For years, I've been saying that these people, these mass shooters, etc. are not "monsters" or "mentally ill" but are actual human beings, very similar to you and me, but pushed to the brink by cultural forces that we have been either unable or unwilling to acknowledge. I have literally ached to get other people to understand that this is the way to work on this problem (connect with them, somehow, rather than push them away), but for most people, change is difficult.
Just like prisoners who are forced to stay in solitary confinement, or residents of racially segregated neighborhoods in perpetual poverty, people under harsh conditions are very likely to experience debilitating trauma. We have just refused to acknowledge that white men can be stuck in a similar situation, possibly through a gross misunderstanding of "male privilege."
Over time, given the chance, people hurt in this way will seek out something that helps them feel empowered again. Join a gang, perhaps. Or join a white supremacy group online. Whatever is available and seems to resonate. Then, at least a few of them will finally build up such rage and despair that they see no way out but to find some source of power (in their otherwise powerless lives) such as a gun, and "take their anger out" on those who they see as responsible. It could be members of a rival gang, or even just random members "of society" around them.

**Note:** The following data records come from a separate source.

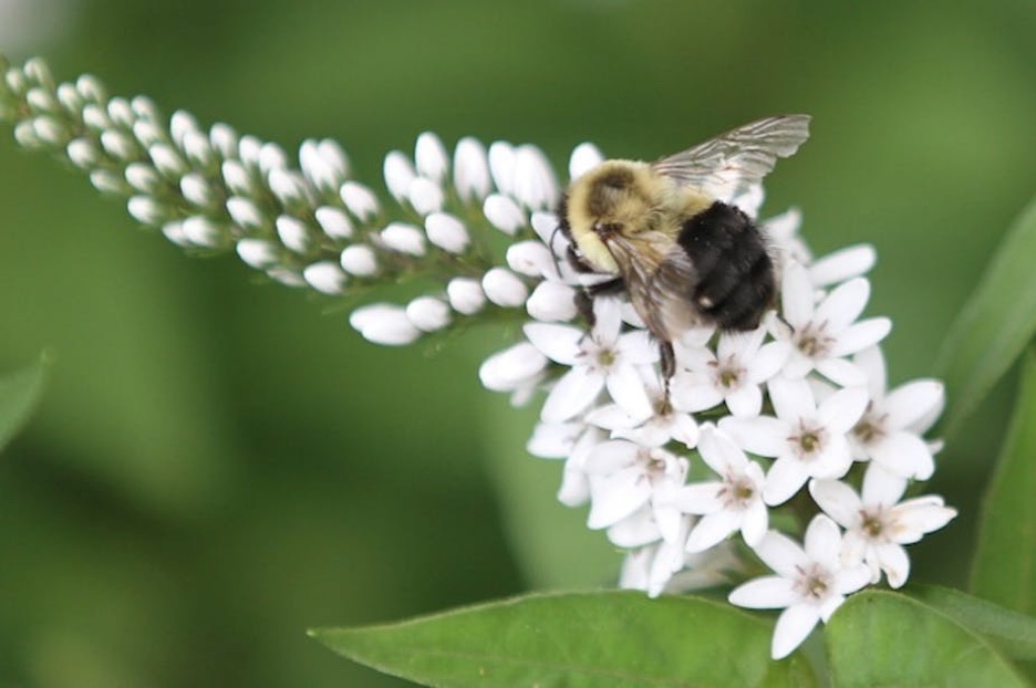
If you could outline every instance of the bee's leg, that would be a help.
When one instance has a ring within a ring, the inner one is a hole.
[[[676,374],[676,352],[673,351],[672,342],[662,342],[659,344],[659,351],[662,354],[662,379],[665,385],[665,398],[669,399],[669,383]]]
[[[625,284],[620,278],[591,284],[576,292],[576,310],[587,321],[587,325],[592,330],[597,324],[597,317],[593,315],[593,300],[597,296],[607,296],[610,294],[622,293]]]

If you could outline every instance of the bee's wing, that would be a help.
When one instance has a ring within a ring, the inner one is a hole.
[[[698,323],[690,288],[697,282],[691,258],[671,237],[644,232],[609,242],[622,272],[626,293],[648,330],[672,342]]]
[[[762,181],[777,158],[794,155],[807,138],[809,115],[767,117],[662,158],[651,167],[681,186],[729,201]]]

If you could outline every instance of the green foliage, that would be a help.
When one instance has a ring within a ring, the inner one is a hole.
[[[910,593],[962,626],[981,634],[1012,659],[1036,659],[1036,618],[936,585],[912,586]]]
[[[1030,216],[1036,230],[1036,206]],[[986,491],[972,592],[1036,614],[1036,350],[1023,358],[1022,384]]]
[[[15,373],[0,377],[0,450],[25,425],[40,403],[51,357],[40,359]]]
[[[1034,256],[1036,200],[1004,237],[946,336],[937,367],[951,399],[949,434],[982,404],[1036,334]]]
[[[351,659],[442,688],[817,685],[802,656],[769,659],[769,623],[693,597],[533,595],[312,634]]]
[[[826,636],[839,688],[1027,685],[980,635],[894,593],[853,595],[831,617]]]

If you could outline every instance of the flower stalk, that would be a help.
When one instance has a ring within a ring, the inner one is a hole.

I posted the above link to Alexandria O-C's speech on Facebook, then wrote the following two comments below:
"Finally! We are just starting to hear some of the themes that will make a difference in all this. This is about that four letter word that seems to make people cringe so often: Love. This is about a culture wide problem with Love - speaking about love, practicing love that reaches way beyond the romantic, finding the forlorn, the forgotten, the isolated, the shamed and humiliated ones, and figuring out how to connect to them with Love. This is the hard work we are faced with."
And:
"A devastating side effect of patriarchy is how it made manhood conditional. If you are a girl and grow up to be a woman, we don't say you have to prove you are a woman. After puberty you are.
But we say to boys you have to prove that your are a man, or else you are a "loser." We have shamed men into accepting that violence is necessary to settle differences. Are you tough enough? What does tough mean when we ask that? Tough enough to beat the living sh-t out of someone who has offended you? Is that what it takes to be a man? If you can't or won't resort to that, does that make you a loser?
Then we turn around and shame men when they resort to violence. We call them monsters or worse. Look, we can't have it both ways! This is one of the many foundations of today's epidemic of violence."